Sharding with vshard
Sharding in Tarantool is implemented in the vshard
module.
For a quick start with vshard
, refer to the guide.
The vshard
module is distributed separately from the main Tarantool package.
To install the module, execute the following command:
$ tt rocks install vshard
Note
The vshard
module requires Tarantool of the version 1.10.1 or higher,
Tarantool development package,
git
, cmake
and gcc
packages installed.
Any viable sharded cluster consists of:
- one or more replica sets, each containing two or more storage instances,
- one or more router instances.
The number of storage
instances in a replica set defines the redundancy factor
of the data. The recommended value is 3 or more. The number of router
instances
is not limited, because routers are completely stateless. We recommend increasing
the number of routers when an existing router
instance becomes CPU or I/O bound.
vshard
supports multiple router
instances on a single Tarantool
instance. Each router
can be connected to any vshard
cluster. Multiple
router
instances can be connected to the same cluster.
As the router
and storage
applications perform completely different sets of functions,
they should be deployed to different Tarantool instances. Although it is technically
possible to place the router application on every storage
node, this approach is
highly discouraged and should be avoided on production deployments.
All storage
instances can be deployed using identical instance (configuration)
files.
All router
instances can also be deployed using identical instance (configuration)
files.
All cluster nodes must share a common topology. An administrator must ensure that the configurations are identical. We suggest using a configuration management tool like Ansible or Puppet to deploy the cluster.
Sharding is not integrated into any system for centralized configuration management. It is expected that the application itself is responsible for interacting with such a system and passing the sharding parameters.
The configuration example of a simple sharded cluster is available here.
The router
sends all read-write requests to the master instance only.
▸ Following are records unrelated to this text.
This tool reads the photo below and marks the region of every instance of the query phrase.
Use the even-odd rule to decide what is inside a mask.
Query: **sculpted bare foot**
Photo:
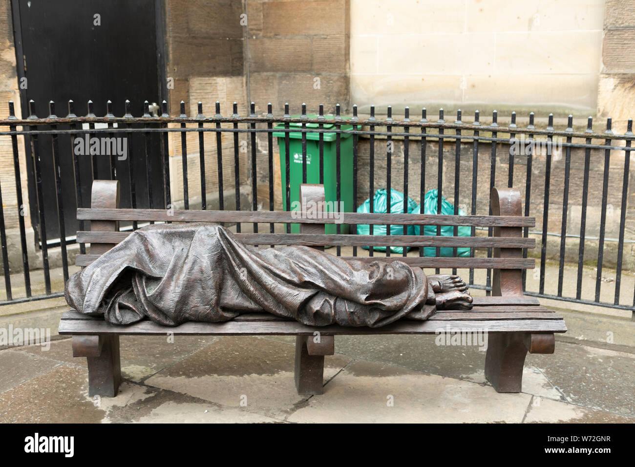
[[[449,274],[428,276],[428,282],[430,283],[435,294],[467,290],[467,285],[461,278]]]
[[[467,288],[467,287],[465,287]],[[455,289],[436,294],[437,309],[471,309],[472,299],[466,290]]]

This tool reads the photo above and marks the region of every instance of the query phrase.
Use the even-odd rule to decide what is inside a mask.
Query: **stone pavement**
[[[635,422],[635,354],[579,343],[528,355],[523,392],[498,394],[476,347],[339,336],[324,393],[300,396],[293,337],[121,339],[120,393],[97,400],[70,339],[0,351],[0,423]]]

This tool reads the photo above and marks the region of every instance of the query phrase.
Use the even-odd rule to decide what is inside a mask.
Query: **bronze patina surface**
[[[258,248],[209,223],[154,224],[72,276],[75,309],[127,325],[145,319],[175,326],[269,313],[314,326],[378,327],[436,310],[469,309],[457,276],[427,277],[398,260],[345,260],[308,247]]]

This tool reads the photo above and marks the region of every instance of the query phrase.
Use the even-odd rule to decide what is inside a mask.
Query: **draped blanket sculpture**
[[[175,326],[266,312],[306,325],[378,327],[469,309],[457,276],[426,277],[395,260],[345,260],[309,247],[258,248],[214,224],[135,231],[66,283],[75,309],[127,325]]]

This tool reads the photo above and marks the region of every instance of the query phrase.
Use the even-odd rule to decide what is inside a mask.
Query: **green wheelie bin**
[[[302,116],[292,116],[294,118]],[[308,118],[317,118],[317,115],[307,115]],[[346,118],[342,118],[345,119]],[[334,128],[333,116],[325,116],[324,129]],[[318,123],[307,123],[307,129],[319,128]],[[284,123],[276,123],[274,127],[276,130],[284,130]],[[289,128],[301,128],[302,123],[290,123]],[[353,129],[351,125],[342,125],[342,130],[351,130]],[[359,126],[358,126],[359,128]],[[326,210],[333,212],[337,206],[337,154],[336,154],[336,133],[325,132],[323,135],[324,140],[324,190]],[[284,144],[284,132],[274,132],[274,137],[277,138],[278,146],[280,148],[280,172],[282,177],[282,199],[283,206],[286,210],[286,194],[284,192],[286,186],[286,152]],[[319,183],[319,133],[308,132],[307,138],[307,183]],[[291,131],[289,133],[289,162],[290,180],[291,180],[291,210],[298,210],[295,208],[299,206],[300,184],[302,183],[302,133],[301,132]],[[353,212],[355,210],[355,203],[353,200],[353,138],[351,133],[340,135],[340,199],[342,203],[339,210],[343,212]],[[300,232],[300,224],[292,224],[291,233]],[[340,230],[340,233],[348,233],[349,226],[343,224]],[[334,224],[327,224],[325,233],[327,234],[337,233],[337,227]]]

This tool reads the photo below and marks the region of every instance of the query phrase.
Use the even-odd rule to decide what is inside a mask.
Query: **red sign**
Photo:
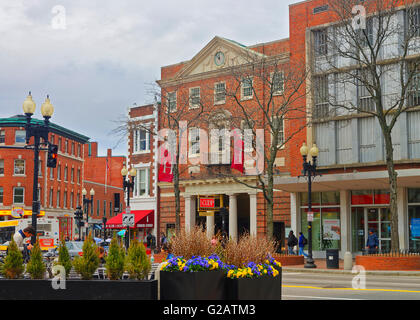
[[[200,208],[214,208],[214,199],[200,198]]]

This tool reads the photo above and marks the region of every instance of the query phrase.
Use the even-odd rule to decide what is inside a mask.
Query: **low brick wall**
[[[420,256],[356,256],[355,264],[366,270],[415,271],[420,270]]]
[[[273,258],[281,263],[282,267],[284,266],[296,266],[300,264],[305,264],[304,256],[294,256],[294,255],[279,255],[274,254]]]

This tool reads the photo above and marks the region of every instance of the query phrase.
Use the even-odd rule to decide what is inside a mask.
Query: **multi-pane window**
[[[190,107],[200,105],[200,88],[190,88]]]
[[[13,188],[13,203],[19,203],[19,204],[25,203],[25,188],[23,187]]]
[[[50,202],[49,202],[50,208],[52,208],[52,206],[53,206],[53,200],[54,200],[54,189],[51,188],[50,189]]]
[[[15,160],[14,174],[25,174],[25,160]]]
[[[314,78],[314,111],[313,117],[315,119],[328,117],[329,103],[328,103],[328,76],[318,76]]]
[[[150,134],[146,129],[134,131],[134,152],[150,150]]]
[[[284,144],[284,119],[283,117],[273,118],[273,131],[277,132],[277,146],[282,147]]]
[[[149,169],[138,169],[136,175],[135,195],[137,197],[146,196],[148,194],[149,183]]]
[[[359,73],[360,79],[358,81],[358,100],[359,109],[361,111],[375,111],[375,103],[372,94],[369,92],[371,88],[372,74],[369,71],[362,70]]]
[[[249,99],[253,96],[252,91],[252,78],[244,78],[242,79],[242,99]]]
[[[420,37],[420,7],[409,9],[408,16],[408,31],[409,37]]]
[[[359,29],[360,45],[362,47],[373,46],[373,19],[366,20],[366,29]]]
[[[200,153],[200,129],[190,128],[190,155]]]
[[[276,71],[273,73],[271,79],[271,91],[272,94],[282,94],[284,92],[284,74],[283,72]]]
[[[168,93],[168,111],[176,111],[176,91]]]
[[[16,130],[15,131],[15,143],[25,143],[26,142],[26,131],[25,130]]]
[[[412,74],[410,89],[408,91],[408,106],[420,105],[420,66],[410,65],[408,72]]]
[[[214,103],[226,102],[226,84],[219,82],[214,85]]]
[[[57,191],[57,208],[59,208],[61,206],[60,201],[61,201],[61,191],[58,190]]]
[[[325,56],[328,54],[328,33],[327,29],[314,32],[315,56]]]

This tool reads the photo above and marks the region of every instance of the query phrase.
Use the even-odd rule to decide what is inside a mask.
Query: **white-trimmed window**
[[[15,175],[24,175],[25,174],[25,160],[16,159],[15,160]]]
[[[175,112],[176,111],[176,91],[168,93],[168,111]]]
[[[190,108],[200,106],[200,87],[190,88]]]
[[[283,117],[273,118],[273,131],[278,132],[277,147],[284,148],[284,119]]]
[[[283,71],[275,71],[271,74],[271,91],[274,96],[282,95],[284,93]]]
[[[50,208],[52,208],[52,206],[53,206],[53,200],[54,200],[54,189],[51,188],[50,189],[50,198],[49,198],[49,206],[50,206]]]
[[[226,83],[218,82],[214,84],[214,104],[226,102]]]
[[[16,130],[15,131],[15,143],[26,143],[26,131]]]
[[[315,56],[326,56],[328,54],[328,31],[327,29],[314,31]]]
[[[25,203],[25,188],[23,187],[13,188],[13,203],[17,203],[17,204]]]
[[[60,201],[61,201],[61,191],[57,190],[57,205],[56,205],[57,208],[60,208],[60,205],[61,205]]]
[[[149,195],[149,168],[137,169],[134,194],[136,197],[145,197]]]
[[[315,119],[328,117],[328,75],[314,77],[314,91],[315,106],[313,110],[313,117]]]
[[[150,132],[146,129],[134,130],[134,152],[150,151]]]
[[[252,78],[244,78],[241,82],[241,98],[243,100],[252,99],[253,97],[253,80]]]
[[[189,155],[196,156],[200,154],[200,129],[190,128],[189,130]]]

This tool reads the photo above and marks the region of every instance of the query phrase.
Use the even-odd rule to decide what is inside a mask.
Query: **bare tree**
[[[379,122],[390,186],[392,250],[400,248],[392,130],[403,112],[419,104],[414,101],[420,62],[414,43],[420,30],[416,3],[330,0],[337,23],[312,33],[313,122],[352,117]],[[391,93],[385,92],[385,79]]]
[[[237,110],[232,121],[245,132],[247,152],[252,152],[256,183],[231,175],[238,183],[262,191],[266,203],[266,235],[273,237],[275,203],[274,176],[279,153],[307,125],[304,97],[307,70],[303,63],[291,65],[288,55],[266,56],[250,53],[247,63],[231,67],[226,95]],[[290,125],[293,123],[294,125]],[[264,139],[258,131],[263,130]],[[268,141],[267,141],[268,140]],[[285,155],[288,157],[288,155]],[[257,163],[259,162],[260,163]],[[251,173],[252,174],[252,173]],[[278,203],[277,203],[278,205]]]

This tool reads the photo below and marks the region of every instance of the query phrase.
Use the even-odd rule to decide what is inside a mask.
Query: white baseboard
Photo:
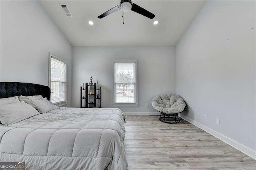
[[[198,127],[200,129],[205,131],[208,133],[220,139],[227,144],[235,148],[238,150],[242,152],[244,154],[248,155],[251,158],[256,160],[256,151],[251,149],[244,145],[232,139],[224,134],[216,131],[201,123],[195,121],[186,116],[180,115],[180,117],[185,121]]]
[[[155,116],[160,115],[159,112],[124,112],[125,116]]]

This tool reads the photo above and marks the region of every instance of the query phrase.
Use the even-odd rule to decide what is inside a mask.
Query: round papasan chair
[[[159,95],[154,97],[151,103],[153,107],[161,113],[160,121],[167,123],[179,123],[178,115],[186,107],[182,98],[174,94]]]

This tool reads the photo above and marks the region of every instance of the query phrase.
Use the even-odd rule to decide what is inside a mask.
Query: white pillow
[[[20,102],[18,96],[0,99],[0,105],[6,105],[13,103]]]
[[[48,101],[46,97],[38,100],[26,100],[26,102],[34,107],[40,113],[47,112],[59,108]]]
[[[43,99],[43,97],[41,95],[36,95],[35,96],[24,96],[21,95],[19,97],[19,99],[20,101],[26,101],[27,100],[37,100],[39,99]]]
[[[0,120],[4,125],[16,123],[39,114],[34,107],[24,101],[2,105],[0,109]]]

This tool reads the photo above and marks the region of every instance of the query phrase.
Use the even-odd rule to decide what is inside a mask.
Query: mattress
[[[27,169],[126,170],[125,117],[117,108],[60,107],[0,127],[0,161]]]

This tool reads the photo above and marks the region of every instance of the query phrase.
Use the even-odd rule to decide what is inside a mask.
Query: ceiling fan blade
[[[132,9],[131,9],[132,11],[134,11],[135,12],[139,13],[140,14],[143,15],[146,17],[149,18],[150,19],[153,19],[155,17],[155,15],[152,14],[149,11],[145,10],[143,8],[141,7],[138,5],[134,4],[132,4]]]
[[[110,9],[106,12],[104,12],[103,14],[98,16],[98,18],[102,18],[105,17],[106,16],[110,14],[112,14],[112,13],[116,11],[118,11],[120,9],[121,7],[120,6],[120,5],[117,5],[113,8]]]

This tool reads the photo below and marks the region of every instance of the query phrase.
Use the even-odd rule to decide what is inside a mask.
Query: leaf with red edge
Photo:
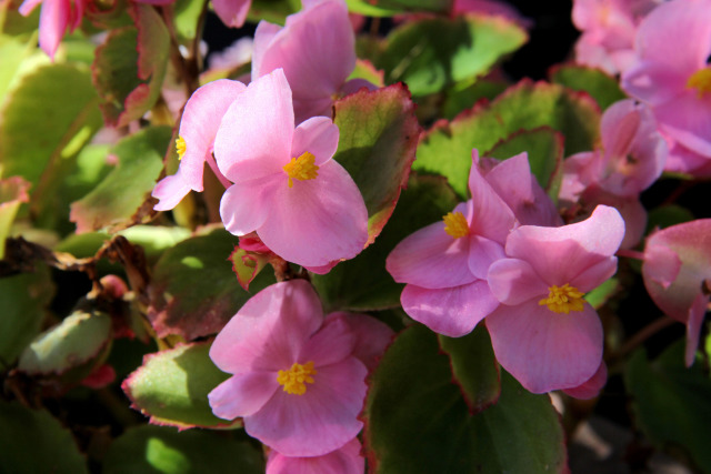
[[[464,198],[472,149],[483,153],[519,130],[540,127],[562,133],[565,155],[592,150],[600,133],[600,109],[584,92],[523,80],[491,103],[477,104],[451,122],[437,122],[420,141],[412,169],[447,177]]]
[[[208,393],[230,375],[221,372],[209,356],[210,344],[179,344],[148,354],[121,387],[150,422],[179,428],[239,427],[241,420],[226,421],[212,414]]]
[[[133,3],[129,12],[136,26],[109,32],[92,64],[103,120],[111,127],[124,127],[153,107],[168,65],[163,20],[149,4]]]
[[[217,334],[252,294],[273,283],[261,272],[242,290],[228,258],[237,238],[224,230],[184,240],[167,250],[153,269],[148,292],[150,320],[159,337],[187,340]]]
[[[390,219],[408,182],[420,135],[414,103],[403,84],[360,90],[336,102],[340,130],[333,157],[350,173],[368,208],[368,244]]]

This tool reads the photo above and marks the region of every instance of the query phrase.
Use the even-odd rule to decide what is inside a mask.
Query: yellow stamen
[[[697,97],[702,99],[704,94],[711,92],[711,68],[699,69],[691,74],[687,81],[689,89],[697,89]]]
[[[307,384],[313,383],[311,375],[316,375],[313,362],[307,362],[303,365],[294,362],[288,371],[279,371],[277,382],[284,386],[284,392],[292,395],[303,395],[307,393]]]
[[[182,157],[186,154],[186,150],[188,149],[188,144],[182,137],[178,137],[176,139],[176,151],[178,151],[178,160],[182,160]]]
[[[562,286],[550,286],[548,297],[538,302],[540,306],[547,304],[548,309],[554,313],[570,313],[571,311],[582,311],[585,293],[565,283]]]
[[[289,163],[283,165],[283,170],[289,175],[289,188],[293,186],[292,180],[314,180],[319,175],[319,167],[313,164],[314,161],[316,157],[304,151],[301,157],[292,158]]]
[[[462,238],[469,233],[467,218],[461,212],[450,212],[442,220],[444,221],[444,232],[454,239]]]

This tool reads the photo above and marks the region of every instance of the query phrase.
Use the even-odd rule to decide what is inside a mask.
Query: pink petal
[[[279,389],[276,372],[248,372],[232,375],[208,394],[214,416],[234,420],[249,416],[272,397]]]
[[[267,460],[267,474],[363,474],[365,460],[360,450],[358,438],[322,456],[288,457],[272,450]]]
[[[602,261],[617,264],[612,256],[624,236],[624,221],[620,213],[607,205],[598,205],[582,222],[561,228],[522,225],[507,240],[507,254],[525,260],[545,284],[570,283],[585,269]],[[602,281],[584,282],[589,291]]]
[[[383,322],[365,314],[338,312],[326,316],[344,319],[356,336],[353,356],[372,371],[378,365],[378,360],[385,352],[385,347],[392,341],[394,332]]]
[[[324,105],[356,67],[346,3],[323,1],[289,16],[261,58],[260,52],[254,51],[260,74],[283,68],[294,97],[297,123],[323,114]]]
[[[166,177],[156,184],[151,195],[159,199],[153,206],[156,211],[170,211],[190,192],[190,186],[182,179],[180,169],[176,174]]]
[[[523,260],[499,260],[489,269],[491,293],[503,304],[517,305],[548,294],[548,285]]]
[[[320,456],[356,437],[367,369],[356,357],[318,369],[303,395],[277,391],[244,418],[247,433],[286,456]]]
[[[469,334],[499,305],[482,280],[437,290],[409,284],[400,301],[410,317],[450,337]]]
[[[70,0],[47,0],[40,11],[40,48],[54,60],[54,53],[67,31],[71,12]]]
[[[487,329],[499,363],[533,393],[577,387],[602,361],[602,324],[589,304],[570,314],[535,300],[500,305]]]
[[[360,190],[338,162],[330,160],[313,180],[277,185],[269,219],[257,230],[274,253],[300,265],[320,266],[352,259],[368,241],[368,211]]]
[[[210,359],[232,374],[289,369],[322,322],[321,302],[309,283],[276,283],[248,300],[227,323],[210,347]]]
[[[214,139],[214,158],[233,183],[283,173],[291,160],[291,90],[283,71],[251,82],[227,113]]]
[[[684,363],[688,367],[693,364],[697,356],[697,347],[699,347],[699,337],[701,336],[701,325],[707,314],[709,305],[709,295],[699,292],[693,299],[691,309],[689,310],[689,320],[687,321],[687,349],[684,351]]]
[[[240,28],[244,24],[251,4],[251,0],[212,0],[214,12],[230,28]]]
[[[471,204],[452,211],[470,215]],[[452,238],[444,222],[435,222],[407,236],[388,255],[385,269],[399,283],[443,289],[471,283],[477,278],[469,268],[469,238]]]
[[[338,138],[338,127],[331,119],[326,117],[309,119],[293,131],[291,157],[301,157],[308,151],[316,158],[314,164],[321,167],[336,154]]]
[[[220,218],[224,228],[234,235],[244,235],[259,229],[269,218],[271,195],[279,183],[269,177],[233,184],[220,201]]]
[[[350,356],[356,346],[356,336],[343,319],[328,317],[323,326],[311,336],[299,354],[299,361],[313,361],[316,369],[341,362]]]
[[[207,157],[212,153],[222,117],[246,89],[241,82],[220,79],[199,88],[186,103],[179,132],[186,141],[180,171],[193,190],[202,191],[202,170]]]
[[[588,382],[572,389],[564,389],[563,392],[575,399],[590,400],[600,394],[605,383],[608,383],[608,366],[601,362],[600,369]]]
[[[471,231],[494,242],[503,243],[515,221],[513,212],[481,175],[479,165],[475,164],[479,161],[477,150],[472,151],[472,158],[473,163],[469,172],[469,191],[473,203]]]

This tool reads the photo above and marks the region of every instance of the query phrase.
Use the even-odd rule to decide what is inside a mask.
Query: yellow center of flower
[[[316,157],[304,151],[301,157],[292,158],[289,163],[284,164],[283,170],[289,175],[289,188],[293,186],[292,180],[316,180],[319,175],[319,167],[313,164],[314,161]]]
[[[294,362],[288,371],[279,371],[277,382],[284,386],[284,392],[292,395],[303,395],[307,393],[307,384],[313,383],[311,375],[316,375],[313,362],[307,362],[303,365]]]
[[[186,154],[186,150],[188,145],[186,144],[186,140],[182,137],[178,137],[176,139],[176,151],[178,151],[178,160],[182,160],[182,157]]]
[[[711,92],[711,68],[703,68],[691,74],[687,81],[689,89],[695,89],[699,99]]]
[[[554,313],[570,313],[571,311],[582,311],[585,293],[565,283],[562,286],[550,286],[548,289],[548,297],[538,302],[540,306],[548,305],[548,309]]]
[[[450,212],[442,220],[444,221],[444,232],[454,239],[462,238],[469,233],[467,218],[461,212]]]

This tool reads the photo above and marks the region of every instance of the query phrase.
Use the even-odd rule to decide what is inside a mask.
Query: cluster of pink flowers
[[[402,307],[449,336],[484,320],[497,360],[529,391],[593,396],[604,384],[602,325],[583,296],[617,270],[619,212],[599,205],[561,225],[525,154],[480,161],[474,150],[469,190],[470,201],[388,256],[407,283]]]
[[[362,473],[356,435],[365,375],[391,336],[363,314],[324,317],[303,280],[277,283],[250,299],[214,340],[210,357],[233,375],[210,393],[210,405],[222,418],[242,417],[247,433],[273,450],[270,474],[312,464],[318,472]]]

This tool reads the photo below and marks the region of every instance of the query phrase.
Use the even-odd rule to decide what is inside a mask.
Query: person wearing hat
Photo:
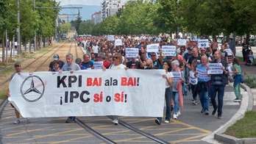
[[[59,71],[59,73],[69,71],[71,73],[73,73],[75,71],[81,70],[79,65],[74,62],[74,57],[72,54],[66,54],[65,60],[67,60],[67,62],[63,66],[62,69]],[[71,121],[74,121],[75,119],[75,116],[69,116],[65,120],[65,123],[71,123]]]
[[[51,70],[54,68],[54,62],[58,62],[60,64],[60,68],[62,68],[64,65],[65,62],[62,60],[60,60],[60,57],[58,54],[54,55],[54,60],[50,62],[50,65],[49,65],[49,71],[51,71]]]
[[[86,69],[91,69],[91,68],[93,66],[93,62],[90,60],[90,54],[85,54],[82,56],[82,58],[84,59],[84,61],[82,62],[82,65],[85,67]]]
[[[21,70],[21,64],[20,62],[16,62],[14,64],[14,68],[15,69],[15,72],[13,73],[10,77],[10,80],[13,79],[13,76],[15,74],[18,73],[18,74],[21,74],[21,73],[24,73],[24,71]],[[7,91],[7,96],[10,97],[11,96],[10,94],[10,90],[8,89]],[[18,124],[21,123],[21,120],[20,120],[20,112],[17,110],[17,109],[11,104],[11,106],[13,108],[14,108],[14,112],[15,113],[15,116],[17,120],[14,122],[14,124]],[[27,119],[28,120],[28,119]]]
[[[98,62],[103,62],[103,65],[105,68],[108,68],[110,64],[106,60],[106,55],[104,54],[99,54],[98,57]]]
[[[76,63],[80,66],[81,70],[86,70],[86,67],[82,65],[82,60],[77,57],[75,60]]]

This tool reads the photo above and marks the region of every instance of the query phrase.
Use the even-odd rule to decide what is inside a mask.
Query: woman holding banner
[[[170,123],[171,120],[171,99],[172,95],[172,90],[171,87],[172,85],[172,78],[174,75],[171,71],[171,62],[169,61],[164,61],[163,63],[163,68],[166,70],[166,73],[163,74],[163,77],[166,79],[166,120],[165,123]],[[154,122],[159,125],[161,124],[162,117],[157,118]]]
[[[183,109],[183,94],[182,94],[182,82],[184,82],[183,76],[179,68],[179,62],[178,60],[174,60],[171,62],[172,73],[174,77],[172,78],[172,96],[174,101],[174,118],[177,119],[177,116],[180,115],[179,107]]]
[[[127,69],[127,66],[122,64],[123,57],[120,53],[117,53],[114,56],[113,64],[112,64],[109,69]],[[106,69],[106,68],[102,68],[103,71]],[[117,115],[114,115],[114,120],[112,121],[115,125],[118,124],[118,119]]]

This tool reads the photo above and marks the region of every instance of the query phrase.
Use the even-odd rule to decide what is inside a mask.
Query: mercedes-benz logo
[[[22,82],[20,90],[22,97],[28,102],[38,101],[43,95],[44,83],[38,76],[29,76]]]

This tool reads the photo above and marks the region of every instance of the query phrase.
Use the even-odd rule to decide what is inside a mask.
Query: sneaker
[[[174,119],[177,119],[176,113],[174,114]]]
[[[222,115],[218,115],[218,119],[222,119]]]
[[[201,113],[202,113],[202,112],[205,112],[204,109],[202,109]]]
[[[75,120],[76,118],[77,118],[77,117],[71,117],[71,120]]]
[[[215,115],[215,114],[216,113],[216,111],[217,111],[217,109],[214,109],[212,112],[212,115]]]
[[[209,115],[209,111],[207,111],[207,110],[205,111],[205,115]]]
[[[213,106],[212,101],[210,101],[210,106]]]
[[[13,123],[14,124],[18,124],[21,123],[21,120],[19,119],[17,119],[16,121],[15,121]]]
[[[71,117],[68,117],[68,119],[65,120],[65,123],[70,123],[72,121],[72,118]]]
[[[170,121],[169,120],[166,120],[163,123],[170,123]]]
[[[241,101],[241,99],[236,98],[235,99],[234,99],[234,102],[239,102]]]
[[[156,123],[157,123],[158,125],[161,125],[160,121],[157,118],[156,118],[156,119],[154,120],[154,122],[155,122]],[[165,121],[165,122],[166,122],[166,121]]]
[[[115,125],[118,125],[118,120],[117,118],[115,118],[112,123],[113,123]]]
[[[176,115],[178,117],[178,116],[180,115],[181,115],[181,113],[180,113],[180,111],[179,110],[179,111],[177,112]]]
[[[196,105],[197,104],[197,101],[193,100],[192,101],[192,104]]]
Setting replica
weights allows sending read-only requests not only to the master instance, but to any
available replica that is the ‘nearest’ to the router
. Weights are used to define
distances between replicas within a replica set.
Weights can be used, for example, to define the physical distance between the
router
and each replica in each replica set. In this case read requests
are sent to the nearest replica (with the lowest weight).
Setting weights can also help to define the most powerful replicas: the ones that can process the largest number of requests per second.
The idea is to specify the zone for every router
and every replica, therefore
filling a matrix of relative zone weights. This approach allows setting different
weights in different zones for the same replica set.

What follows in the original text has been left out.